8.01.2011

Partners in Crime

From this week's "Now and Then" at TOH:

"Thelma & Louise is risky, hard-nosed, and freewheeling, passing through desert landscapes and low-slung towns on the way to freedom. Brilliantly, Sarandon plays Louise high-strung and nervous, dragging on every cigarette as though it’ll be her last; Davis elevates Thelma above a funny femme fatale with the merest inflection. 'Somethin’s crossed over in me,' she tells Louise, her voice flickering between exhilaration for her new life and regret for wasting her old one. 'I can’t go back. I couldn’t live.'

"The world we do live in falls short — unfortunately, it’s still one where an attractive woman who has one too many drinks and dances cheek to cheek 'had it coming to her.' Our heroines rightly give ’em hell anyway: a sleazy truck driver learns his lesson, Brad Pitt obliges us with some male objectification by baring his backside, and the police see that happiness is more than a little tract house on the prairie.
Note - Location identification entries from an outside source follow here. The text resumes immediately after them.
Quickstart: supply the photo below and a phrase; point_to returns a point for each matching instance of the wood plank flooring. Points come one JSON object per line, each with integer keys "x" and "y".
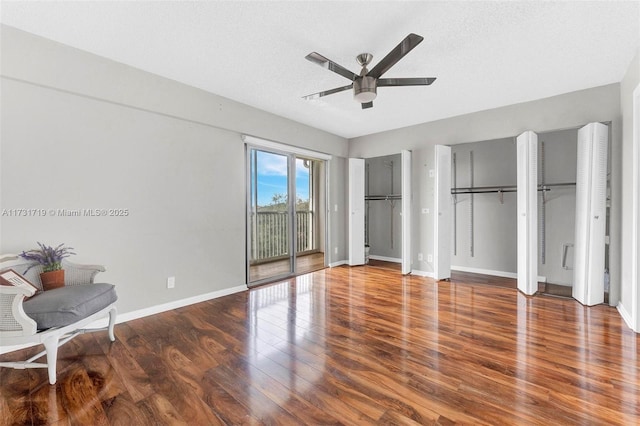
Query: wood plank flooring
{"x": 360, "y": 345}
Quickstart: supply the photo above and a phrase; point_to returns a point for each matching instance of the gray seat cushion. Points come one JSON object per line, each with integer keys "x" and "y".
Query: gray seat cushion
{"x": 66, "y": 305}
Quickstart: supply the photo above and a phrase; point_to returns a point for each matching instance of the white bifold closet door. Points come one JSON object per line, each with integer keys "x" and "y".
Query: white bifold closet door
{"x": 527, "y": 208}
{"x": 442, "y": 211}
{"x": 591, "y": 214}
{"x": 406, "y": 211}
{"x": 356, "y": 211}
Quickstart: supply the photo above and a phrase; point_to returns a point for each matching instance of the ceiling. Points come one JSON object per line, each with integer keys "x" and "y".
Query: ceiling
{"x": 484, "y": 54}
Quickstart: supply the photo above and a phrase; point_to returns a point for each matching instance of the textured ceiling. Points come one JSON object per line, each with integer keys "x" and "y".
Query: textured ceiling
{"x": 484, "y": 54}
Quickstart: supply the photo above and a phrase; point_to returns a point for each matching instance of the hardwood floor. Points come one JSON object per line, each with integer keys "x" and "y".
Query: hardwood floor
{"x": 361, "y": 345}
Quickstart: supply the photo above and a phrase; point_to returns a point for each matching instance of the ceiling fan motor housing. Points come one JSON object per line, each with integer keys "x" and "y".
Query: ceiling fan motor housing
{"x": 364, "y": 89}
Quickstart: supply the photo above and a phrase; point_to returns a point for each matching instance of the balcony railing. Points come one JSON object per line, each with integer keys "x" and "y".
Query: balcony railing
{"x": 270, "y": 230}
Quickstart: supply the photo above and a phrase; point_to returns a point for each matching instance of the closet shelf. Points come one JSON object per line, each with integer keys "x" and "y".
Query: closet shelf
{"x": 503, "y": 189}
{"x": 383, "y": 197}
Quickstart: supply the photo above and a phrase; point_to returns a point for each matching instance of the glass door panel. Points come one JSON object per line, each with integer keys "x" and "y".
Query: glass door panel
{"x": 270, "y": 216}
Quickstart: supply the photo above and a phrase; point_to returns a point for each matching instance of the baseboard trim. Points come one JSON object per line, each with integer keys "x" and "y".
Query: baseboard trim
{"x": 626, "y": 316}
{"x": 492, "y": 272}
{"x": 422, "y": 273}
{"x": 175, "y": 304}
{"x": 152, "y": 310}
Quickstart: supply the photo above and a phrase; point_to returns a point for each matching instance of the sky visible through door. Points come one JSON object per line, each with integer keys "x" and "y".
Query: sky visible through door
{"x": 272, "y": 179}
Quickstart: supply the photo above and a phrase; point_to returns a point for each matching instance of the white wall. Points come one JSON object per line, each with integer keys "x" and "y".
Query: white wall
{"x": 627, "y": 86}
{"x": 80, "y": 131}
{"x": 384, "y": 216}
{"x": 559, "y": 112}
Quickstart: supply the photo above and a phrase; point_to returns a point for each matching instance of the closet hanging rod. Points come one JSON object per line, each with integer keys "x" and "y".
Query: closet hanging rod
{"x": 502, "y": 189}
{"x": 382, "y": 197}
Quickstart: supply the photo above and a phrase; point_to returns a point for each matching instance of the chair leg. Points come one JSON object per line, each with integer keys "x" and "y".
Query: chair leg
{"x": 112, "y": 323}
{"x": 51, "y": 346}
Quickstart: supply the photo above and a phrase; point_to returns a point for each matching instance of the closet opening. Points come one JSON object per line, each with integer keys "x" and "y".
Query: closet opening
{"x": 383, "y": 197}
{"x": 485, "y": 210}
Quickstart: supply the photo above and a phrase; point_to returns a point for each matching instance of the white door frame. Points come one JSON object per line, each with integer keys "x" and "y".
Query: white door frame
{"x": 356, "y": 212}
{"x": 442, "y": 212}
{"x": 406, "y": 211}
{"x": 591, "y": 214}
{"x": 635, "y": 216}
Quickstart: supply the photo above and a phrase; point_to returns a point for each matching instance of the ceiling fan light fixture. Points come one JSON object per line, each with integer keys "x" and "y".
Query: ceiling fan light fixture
{"x": 364, "y": 89}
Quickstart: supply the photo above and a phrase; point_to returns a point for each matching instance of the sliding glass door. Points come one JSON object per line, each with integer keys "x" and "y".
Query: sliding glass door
{"x": 270, "y": 216}
{"x": 284, "y": 214}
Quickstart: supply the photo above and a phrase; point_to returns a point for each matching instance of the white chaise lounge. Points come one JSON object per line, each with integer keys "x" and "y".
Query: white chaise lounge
{"x": 53, "y": 317}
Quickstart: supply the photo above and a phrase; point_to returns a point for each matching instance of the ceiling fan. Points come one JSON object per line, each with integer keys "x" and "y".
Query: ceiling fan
{"x": 365, "y": 85}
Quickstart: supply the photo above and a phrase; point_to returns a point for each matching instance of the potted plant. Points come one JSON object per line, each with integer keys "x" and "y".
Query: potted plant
{"x": 50, "y": 258}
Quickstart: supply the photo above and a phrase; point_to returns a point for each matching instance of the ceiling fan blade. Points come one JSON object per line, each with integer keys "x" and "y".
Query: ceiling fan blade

I’ve always felt ambivalent about Thelma & Louise, uncertain whether it’s unquestionably happy or unbearably sad. I’ve never had the same ambivalence about Thelma and Louise themselves, because in the end their facility with a gun is less important than seeing their hands clasped together in a kind of communion, grabbing control of their destiny. Sink or swim, they’re in this thing together."

"Whereas Thelma & Louise soars and scats its way west, Rizzoli & Isles sounds like it’s still missing the high notes, especially as it gets up to speed. One reason the rollicking adoption-scam yarn of the second episode came as a nice surprise may have been that the painful exposition of the premiere had already to put me to sleep. The long-term problem, though, is how forcefully 'quirky' the series wants its characters to be.

"As Det. Jane Rizzoli, the damaged tomboy who took a bullet to save three colleagues in the Season One finale, Angie Harmon handles this with aplomb. Jane is plucked clean from a bad facsimile of the Cagney & Lacey playbook, but Harmon is impressively funny, especially in the exchanges with her overbearing mother (the decisively witty Lorraine Bracco). They both know how to hit the laugh lines with just the right off-centeredness, like drummers keeping a blues beat. Even in the more weighty moments, when the show tends to go downhill fast, Harmon holds her own — something about her scratchy voice, a full octave below sunny, makes the woodenness of the writing seem like a tough-gal defense mechanism."